The study included 78 patients (54 males, 24 females; mean age 53.2+/-16.6 years) with ESRD, who had been on hemodialysis treatment for at least three months. Baseline troponin T and homocysteine levels were measured and the patients were followed-up from March 2002 to May 2007 for major adverse cardiovascular events (MACE).

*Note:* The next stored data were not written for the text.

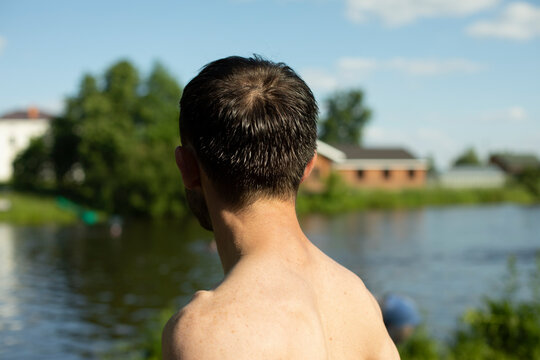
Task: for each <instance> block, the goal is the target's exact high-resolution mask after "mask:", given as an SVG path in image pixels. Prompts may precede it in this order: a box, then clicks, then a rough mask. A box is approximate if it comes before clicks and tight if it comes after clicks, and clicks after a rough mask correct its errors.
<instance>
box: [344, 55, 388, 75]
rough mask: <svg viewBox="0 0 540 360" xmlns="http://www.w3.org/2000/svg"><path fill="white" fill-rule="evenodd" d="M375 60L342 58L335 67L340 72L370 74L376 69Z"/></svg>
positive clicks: (347, 57) (354, 57)
mask: <svg viewBox="0 0 540 360" xmlns="http://www.w3.org/2000/svg"><path fill="white" fill-rule="evenodd" d="M378 65H379V64H378V62H377V60H375V59H369V58H355V57H344V58H341V59H339V60H338V62H337V66H338V68H339V69H341V70H342V71H346V72H348V71H351V72H364V73H367V72H370V71H372V70H374V69H376V68H377V67H378Z"/></svg>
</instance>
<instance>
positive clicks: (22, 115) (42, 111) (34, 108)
mask: <svg viewBox="0 0 540 360" xmlns="http://www.w3.org/2000/svg"><path fill="white" fill-rule="evenodd" d="M52 117H53V115H51V114H49V113H47V112H44V111H42V110H39V109H37V108H33V107H30V108H28V109H27V110H16V111H11V112H8V113H5V114H3V115H2V116H0V119H9V120H23V119H51V118H52Z"/></svg>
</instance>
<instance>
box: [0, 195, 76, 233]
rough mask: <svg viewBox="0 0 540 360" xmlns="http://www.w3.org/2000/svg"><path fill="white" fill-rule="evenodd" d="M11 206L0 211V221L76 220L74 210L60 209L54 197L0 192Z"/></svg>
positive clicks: (26, 221) (66, 223)
mask: <svg viewBox="0 0 540 360" xmlns="http://www.w3.org/2000/svg"><path fill="white" fill-rule="evenodd" d="M0 199H7V200H8V201H9V202H10V203H11V207H10V209H9V210H7V211H0V222H5V223H12V224H17V225H41V224H69V223H74V222H76V221H78V215H77V214H76V213H75V212H72V211H68V210H65V209H61V208H60V207H59V206H58V204H57V200H56V198H55V197H52V196H45V195H35V194H26V193H18V192H9V193H3V192H0Z"/></svg>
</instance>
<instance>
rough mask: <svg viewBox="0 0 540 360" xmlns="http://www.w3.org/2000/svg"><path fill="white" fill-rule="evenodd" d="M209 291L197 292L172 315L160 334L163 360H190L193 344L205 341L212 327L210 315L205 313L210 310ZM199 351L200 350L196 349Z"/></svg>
mask: <svg viewBox="0 0 540 360" xmlns="http://www.w3.org/2000/svg"><path fill="white" fill-rule="evenodd" d="M212 296H213V294H212V292H211V291H198V292H197V293H195V295H194V296H193V298H192V299H191V301H190V302H189V303H188V304H187V305H186V306H184V307H183V308H182V309H181V310H180V311H178V312H177V313H176V314H174V315H173V316H172V317H171V318H170V319H169V321H168V322H167V324H166V325H165V327H164V328H163V333H162V339H161V342H162V351H163V359H192V358H194V357H193V356H192V355H191V354H192V353H193V352H194V350H195V349H194V348H193V346H194V344H200V343H203V342H204V341H205V337H208V336H209V334H211V333H212V332H209V330H210V331H211V329H210V327H211V326H214V325H215V324H212V322H211V321H210V319H209V318H208V316H209V315H211V314H210V313H209V312H207V311H206V309H207V308H211V306H210V302H211V301H212ZM197 350H198V351H200V349H197Z"/></svg>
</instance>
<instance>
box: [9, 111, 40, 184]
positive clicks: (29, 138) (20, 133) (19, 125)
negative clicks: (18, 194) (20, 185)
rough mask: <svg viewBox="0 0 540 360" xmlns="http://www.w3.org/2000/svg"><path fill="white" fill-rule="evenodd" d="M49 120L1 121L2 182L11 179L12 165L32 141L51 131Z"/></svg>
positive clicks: (26, 119)
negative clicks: (14, 161)
mask: <svg viewBox="0 0 540 360" xmlns="http://www.w3.org/2000/svg"><path fill="white" fill-rule="evenodd" d="M49 124H50V120H49V119H13V120H11V119H0V182H7V181H9V180H10V179H11V176H12V172H13V167H12V163H13V160H15V157H16V156H17V154H18V153H19V152H20V151H21V150H23V149H25V148H26V147H27V146H28V144H30V140H31V139H32V138H34V137H38V136H41V135H43V134H45V132H46V131H47V130H48V129H49Z"/></svg>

Major adverse cardiovascular events occurred in 26 patients (33.3%), including cerebrovascular events (n=3, 3.9%), congestive heart failure (CHF) (n=18, 23.1%), coronary artery disease (CAD) (n=19, 24.4%), and death (n=19, 24.4%). Two-thirds of diabetic patients developed MACE and the mean age in the MACE group was significantly greater (p<0.001). Troponin T levels were significantly higher in patients who developed MACE (0.21+/-0.43 ng/ml vs 0.06+/-0.28 ng/ml, p=0.002), whereas homocysteine levels did not differ significantly between the two groups (p=0.82). For a cutoff value of 0.10 ng/ml, cTnT was > or =0.1 ng/ml in 17 patients (21.8%), and <0.10 ng/ml in 61 patients (78.8%). Patients having a cTnT level of > or =0.10 ng/ml showed significantly higher rates of MACE (64.7% vs 24.6%; p=0.003), CHF (47.1% vs 16.4%; p=0.02), and death (52.9% vs 16.4%; p=0.004). There was also a greater tendency to CAD in this group (41.2% vs 19.7%, p=0.10). In multivariate logistic regression analysis, age and diabetes mellitus were the independent predictors of MACE development.
Homocysteine levels cannot predict MACE in ESRD patients in the long-term follow-up. Despite a significantly higher incidence of MACE in patients with high cTnT levels, cTnT was not an independent predictor of cardiovascular outcome.